Using the paper feed box as a hidey-hole was typical of Cracker: ‘hide in plain sight’. It was dangerous but much less dangerous than carrying the drawings round with me.
They didn’t catch me. Either the camera had another ‘malfunction’ that day or Fox’s scrawl didn’t look suspicious to whoever processed the data.
…Half a year had passed since Fox had taken me to see motionless Cracker. In that half a year Fox had not remembered anything. In that half a year I didn’t go to the Special Unit to visit Cracker once. In that half a year I had memorized the tiniest details of the two wiggly diagrams and fed the drawings to my termite.
Half a year had passed, and the entomologist came up to me:
‘No death. Friend. Need to talk. Follow him. In silence.’
The entomologist proved to be a much more durable medium than Foxcub, and more gifted: he gave voice to Cracker’s words for a whole hour, occasionally even with expressions and gestures, and he didn’t faint – all he did was go slightly pale and try to yawn – and he left the Blacklisters’ level of his own accord. True, he didn’t turn out to be as obedient as Fox. In the middle of the ‘séance’ he even found a way of throwing Cracker out, but not for long: he just had time to ask ‘What’s going on…?’ and then collapsed back into unconsciousness.
‘His cell is resisting,’ the entomologist said through gritted teeth, jabbing his forehead. ‘Good defence system. But it is still nice to work with him. He has more functions than that cretin Foxcub. Lots of layers. Lots of possibilities. I will make him help you.’
As if not agreeing with what he was saying, the entomologist twisted his lips. There was boredom in his eyes. He opened his mouth wide and crooked and tried to yawn, but couldn’t.

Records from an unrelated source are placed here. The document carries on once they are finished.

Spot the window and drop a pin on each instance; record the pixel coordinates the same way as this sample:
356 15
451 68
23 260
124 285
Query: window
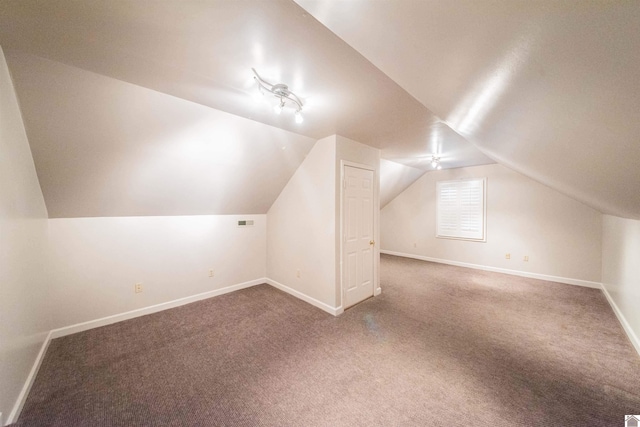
461 209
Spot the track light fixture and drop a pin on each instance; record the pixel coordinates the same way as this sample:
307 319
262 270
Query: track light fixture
282 92
435 162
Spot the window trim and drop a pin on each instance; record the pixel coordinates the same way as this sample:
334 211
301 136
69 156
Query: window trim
484 210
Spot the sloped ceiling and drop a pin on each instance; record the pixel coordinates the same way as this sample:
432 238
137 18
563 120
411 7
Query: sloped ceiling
111 90
103 147
394 179
548 88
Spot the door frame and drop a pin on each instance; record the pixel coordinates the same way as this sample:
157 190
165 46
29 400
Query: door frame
376 230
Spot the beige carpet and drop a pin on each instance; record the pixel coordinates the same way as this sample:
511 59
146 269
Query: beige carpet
442 346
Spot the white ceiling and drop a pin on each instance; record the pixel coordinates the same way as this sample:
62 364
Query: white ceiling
548 88
103 147
394 179
203 51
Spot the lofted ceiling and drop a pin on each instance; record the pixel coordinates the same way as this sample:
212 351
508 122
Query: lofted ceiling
203 51
143 107
548 88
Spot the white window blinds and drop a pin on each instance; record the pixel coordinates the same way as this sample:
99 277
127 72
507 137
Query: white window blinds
461 209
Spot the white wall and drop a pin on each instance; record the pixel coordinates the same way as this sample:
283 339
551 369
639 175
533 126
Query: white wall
561 236
97 261
24 312
621 271
348 150
301 227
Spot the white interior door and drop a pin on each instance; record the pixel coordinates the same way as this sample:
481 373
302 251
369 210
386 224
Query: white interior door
358 244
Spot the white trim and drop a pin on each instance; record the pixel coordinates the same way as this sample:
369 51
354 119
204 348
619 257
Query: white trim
22 397
566 280
306 298
84 326
91 324
623 321
376 227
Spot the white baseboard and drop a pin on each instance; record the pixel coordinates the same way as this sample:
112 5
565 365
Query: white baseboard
568 281
84 326
80 327
623 321
22 397
306 298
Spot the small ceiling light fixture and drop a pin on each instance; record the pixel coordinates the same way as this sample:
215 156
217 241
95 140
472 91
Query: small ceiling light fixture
282 92
435 162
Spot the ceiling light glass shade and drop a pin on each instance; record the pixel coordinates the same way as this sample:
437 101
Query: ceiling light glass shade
282 93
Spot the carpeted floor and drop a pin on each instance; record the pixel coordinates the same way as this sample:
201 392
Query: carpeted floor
441 346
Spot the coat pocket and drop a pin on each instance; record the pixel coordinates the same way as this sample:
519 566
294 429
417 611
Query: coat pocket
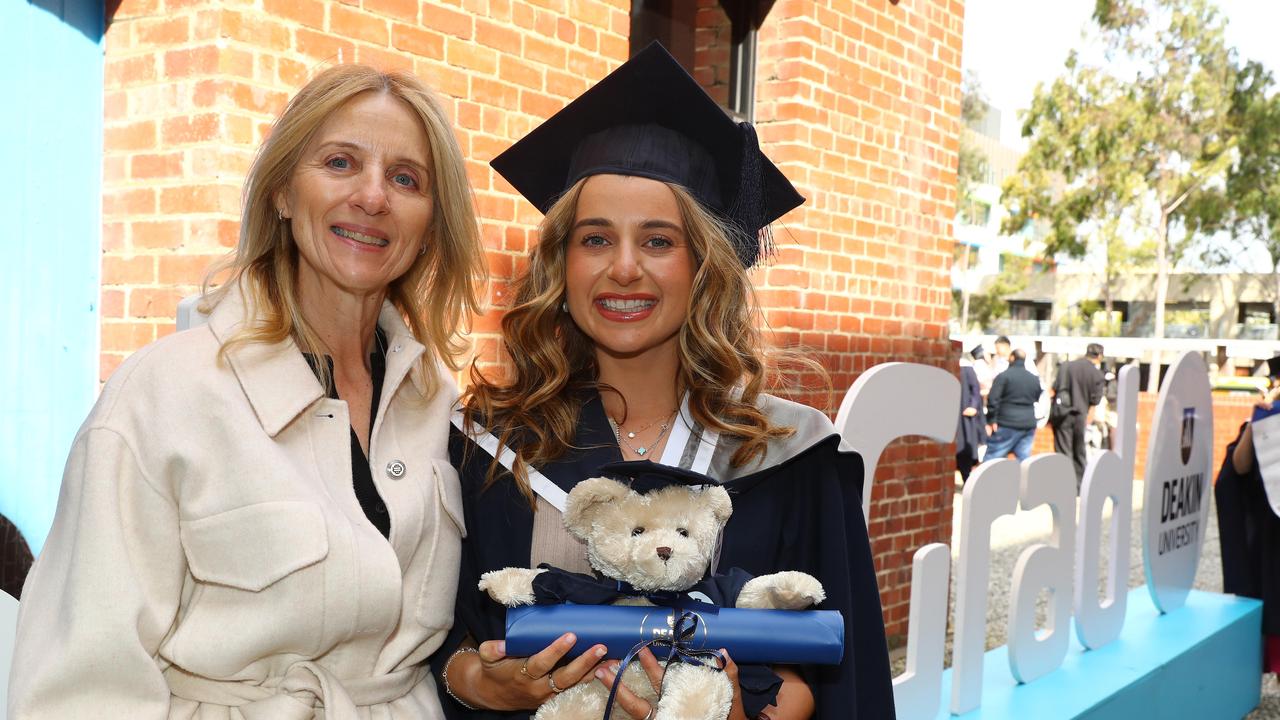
439 580
255 546
449 490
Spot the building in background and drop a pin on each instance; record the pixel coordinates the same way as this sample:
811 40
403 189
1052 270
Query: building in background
856 101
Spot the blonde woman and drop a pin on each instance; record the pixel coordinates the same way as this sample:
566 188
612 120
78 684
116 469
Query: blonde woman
632 336
259 518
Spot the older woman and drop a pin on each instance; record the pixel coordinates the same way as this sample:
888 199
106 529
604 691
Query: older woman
259 518
632 335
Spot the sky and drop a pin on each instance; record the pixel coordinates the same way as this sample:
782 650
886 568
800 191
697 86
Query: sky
1015 44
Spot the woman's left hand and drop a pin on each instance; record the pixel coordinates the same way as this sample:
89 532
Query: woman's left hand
640 707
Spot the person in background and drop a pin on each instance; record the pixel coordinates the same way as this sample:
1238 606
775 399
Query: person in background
1077 391
1011 410
982 368
972 424
1000 361
1249 529
259 516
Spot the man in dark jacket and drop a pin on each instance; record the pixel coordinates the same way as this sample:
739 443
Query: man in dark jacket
1077 391
1011 410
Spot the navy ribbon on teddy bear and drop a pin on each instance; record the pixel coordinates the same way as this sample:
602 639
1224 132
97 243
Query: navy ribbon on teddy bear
682 632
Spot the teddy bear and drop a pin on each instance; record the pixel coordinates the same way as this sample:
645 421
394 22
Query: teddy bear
657 542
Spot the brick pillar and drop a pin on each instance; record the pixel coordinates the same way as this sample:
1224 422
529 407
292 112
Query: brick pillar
859 104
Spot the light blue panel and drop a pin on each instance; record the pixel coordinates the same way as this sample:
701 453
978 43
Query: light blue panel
1202 661
50 200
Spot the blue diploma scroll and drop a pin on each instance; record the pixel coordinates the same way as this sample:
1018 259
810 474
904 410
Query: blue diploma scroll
749 636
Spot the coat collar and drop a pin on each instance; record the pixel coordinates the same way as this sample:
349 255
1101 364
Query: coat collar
277 379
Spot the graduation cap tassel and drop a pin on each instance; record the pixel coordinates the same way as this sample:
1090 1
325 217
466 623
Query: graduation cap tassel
746 213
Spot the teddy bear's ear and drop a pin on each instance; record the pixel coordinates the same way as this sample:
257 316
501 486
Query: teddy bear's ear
586 500
716 499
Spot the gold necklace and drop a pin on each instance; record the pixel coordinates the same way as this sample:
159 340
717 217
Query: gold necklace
641 450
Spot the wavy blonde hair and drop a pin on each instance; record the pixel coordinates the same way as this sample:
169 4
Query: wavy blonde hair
551 364
438 295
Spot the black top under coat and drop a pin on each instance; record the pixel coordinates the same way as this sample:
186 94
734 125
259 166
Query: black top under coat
361 474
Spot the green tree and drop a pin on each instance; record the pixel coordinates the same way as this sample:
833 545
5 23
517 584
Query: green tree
1248 205
972 169
1136 139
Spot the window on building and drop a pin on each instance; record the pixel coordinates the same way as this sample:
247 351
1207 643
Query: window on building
976 213
716 45
1029 310
1256 314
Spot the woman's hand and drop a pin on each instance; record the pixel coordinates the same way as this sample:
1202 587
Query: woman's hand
795 700
498 682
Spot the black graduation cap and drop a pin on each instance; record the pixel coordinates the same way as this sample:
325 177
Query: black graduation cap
645 475
649 118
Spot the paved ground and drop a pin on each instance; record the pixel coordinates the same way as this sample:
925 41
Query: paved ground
1009 536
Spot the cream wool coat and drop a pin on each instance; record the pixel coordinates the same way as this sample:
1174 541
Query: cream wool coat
210 560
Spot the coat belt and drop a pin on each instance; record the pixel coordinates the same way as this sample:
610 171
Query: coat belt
297 693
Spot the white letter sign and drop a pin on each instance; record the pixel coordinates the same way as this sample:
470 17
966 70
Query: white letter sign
1178 482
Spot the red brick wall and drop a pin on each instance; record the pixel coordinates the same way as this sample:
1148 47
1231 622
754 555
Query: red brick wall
856 101
859 103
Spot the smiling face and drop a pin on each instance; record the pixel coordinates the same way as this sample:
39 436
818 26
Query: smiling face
629 267
360 199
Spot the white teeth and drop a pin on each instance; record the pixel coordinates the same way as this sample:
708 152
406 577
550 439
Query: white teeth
620 305
360 237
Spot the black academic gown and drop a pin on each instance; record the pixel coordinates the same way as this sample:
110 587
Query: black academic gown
801 514
1248 532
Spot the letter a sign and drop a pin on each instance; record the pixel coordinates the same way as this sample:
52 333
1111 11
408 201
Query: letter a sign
1178 482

The Butcher’s Son stared unhappily at us from his chamber. He wasn’t sucking a dummy anymore, not falling over, not squinting into the light and not crying. He was watching. His face was smooth with chubby cheeks and his eyes looked very old.
This time, under the correcting light, under the fixed gaze of the Son, my friend Cracker laid out his plan to me via the entomologist’s bloodless lips and twisted mouth.
The plan for my escape.
This time, when I had heard him out, I said:
‘Cracker. You are completely insane.’
‘I am a genius,’ the entomologist replied and was overcome with yawning. ‘I will work this miracle.’
He started laughing, a little gruffly, but overall realistically.